TIRANA, Nov. 5 – After getting additional attention to their cause by throwing eggs and shouting angry slogans at Albania’s prime minister this week, a group of public university students and professors organized under the University Movement banner have vowed more acts of protest and civil disobedience to prevent the implementation of a controversial higher education law, which they say makes it more expensive to attend university and favors private universities over public institutions.
“As the prime minister likes to say, ‘You haven’t seen nothing yet.’ The resistance continues,” said Klodi Hoxha, one of the protesters. “This law might have passed in parliament, but it will not pass into the university.”
Hoxha and seven other people were arrested Monday after they threw eggs and chanted angry slogans at Prime Minister Edi Rama at one of the University of Tirana campuses.
Rama was leaving a meeting with small business owners at the social sciences faculty building when protesters threw the eggs. The students said the protest was impromptu and anger over the law was mixed with the fact that the government was using a university building for its unrelated policy meetings.
The mostly female group of students could be heard yelling “thief, thief,” “charlatan,” and “shame on you,” as they hurled the eggs.
The public university students are part of a movement advocating against a new higher education law that makes it more expensive for them to attend school.
They say the law re-approved two months ago, with parliament overriding a presidential veto, favors private universities and discriminates against public ones. Students object to the law also because it increases the current modest tuition fees at state universities, while at the same time providing partial funding for private universities with taxpayer money.

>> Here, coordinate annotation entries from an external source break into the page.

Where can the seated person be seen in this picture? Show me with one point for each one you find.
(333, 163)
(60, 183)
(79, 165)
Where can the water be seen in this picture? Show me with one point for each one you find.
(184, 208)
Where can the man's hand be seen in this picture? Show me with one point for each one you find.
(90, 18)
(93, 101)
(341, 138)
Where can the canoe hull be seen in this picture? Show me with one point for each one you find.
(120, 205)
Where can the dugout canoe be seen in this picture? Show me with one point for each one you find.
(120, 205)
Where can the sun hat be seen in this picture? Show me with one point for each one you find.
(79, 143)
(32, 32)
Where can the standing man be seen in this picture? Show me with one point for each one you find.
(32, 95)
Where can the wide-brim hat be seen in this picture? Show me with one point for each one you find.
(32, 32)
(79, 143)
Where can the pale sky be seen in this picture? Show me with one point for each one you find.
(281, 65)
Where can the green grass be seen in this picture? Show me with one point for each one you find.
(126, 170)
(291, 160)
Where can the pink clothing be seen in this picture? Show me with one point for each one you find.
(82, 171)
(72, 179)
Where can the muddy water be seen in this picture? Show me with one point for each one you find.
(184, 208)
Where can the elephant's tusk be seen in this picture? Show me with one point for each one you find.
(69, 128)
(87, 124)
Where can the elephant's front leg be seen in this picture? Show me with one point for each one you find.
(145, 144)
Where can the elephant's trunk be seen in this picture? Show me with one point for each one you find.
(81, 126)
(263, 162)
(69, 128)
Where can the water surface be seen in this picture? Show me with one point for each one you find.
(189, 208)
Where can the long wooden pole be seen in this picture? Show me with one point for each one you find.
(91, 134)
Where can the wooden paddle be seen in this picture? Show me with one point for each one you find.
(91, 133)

Rama refused to answer journalists’ questions regarding the egg incident later in the day, but he appeared to have changed suits, indicating he might have been hit.

– Questions over police conduct
Police said they questioned the eight detained students warning that protesting citizens should respect the laws.
The students were kept for hours at the Tirana police headquarters, charged with resisting police, and released at 7:30 p.m., just in time for the nightly newscasts of the largest television channels.
Meanwhile tens of student protesters camped in front of police headquarters demanding the release of their friends.
“Bring us blankets,” they chanted, indicating they would sleep at the door of the police station.
The University Movement has said the protests would continue, a pledge they kept by throwing eggs at the Ministry of Education the next day.
Police said in an official statement the students had not been mistreated, despite claims on social media by the student group that their members had been forcefully detained.
Police also said female officers had specifically been called to the scene to deal with the female protesters, although the protesters did not indicate any gender bias.
In one amateur video footage posted online, a police officer in civilian clothes is seen slapping one of the protesters. Another protester is seen to be forcefully thrown to the ground by security officials. Members of the group said their hair had been pulled and they had been dragged on the ground.
Albania’s Ombudsman sent officials to investigate at police headquarters.
– The Kosovo connection
Three of the detained protestors were from Kosovo, where, unlike Albania, this type of protest is common. The three young men were members of a partner organization in Kosovo, but they denied media reports that they were part of the Self-Determination Movement (VV), a nationalist political party in Kosovo which aims to unite Kosovo and Albania into a sole country.
VV also denied it was involved in the protest. Its activists have frequently used eggs to attack public officials in Kosovo.
– Opposition not involved
Albania’s opposition leader, Lulzim Basha, said it supported the students efforts to get the law voided. The Democratic Party walked out of a parliament vote on the law. It has also said they will take the new law to the Constitutional Court, though the party has yet to do so — as well as scrap it if they come to power in the next election.
But Basha also said the center-right opposition has no direct ties to the student protesters. Most of the students involved have far-left political leanings and some of them were involved in kicking Basha and former Prime Minister Sali Berisha out of a previous civil society protest, accusing the opposition of trying to highjack their legitimate protest.
– A controversial law
Albanian President Bujar Nishani has been one of the vocal supporters of those who did not want to see the law passed. He vetoed it, expressing concern over the fact that it erodes the autonomy of public universities and increases costs for students.
Nishani had been asked directly to veto the bill in a meeting with academic leaders opposed to the law approved in parliament on July 20. They say it favors private universities and also prevents the poor from going to university due to higher costs.
They add the law deprives public universities of their independence, especially concerning research work, which the state had previously funded only for public universities and now will finance for private universities as well.
The government denies these claims and adds the law will give an end to the low quality education in the country’s universities, be they public or private.
The ruling coalition pushed the through parliament twice, overriding a presidential veto, and Prime Minister Rama has consistently called it a good law.
Expressing surprise at the persistent student protests, including in front of his office, the prime minister walked out to meet the protesters several weeks ago.
“You shouldn’t protest just so you don’t have to go to class,” he told the students.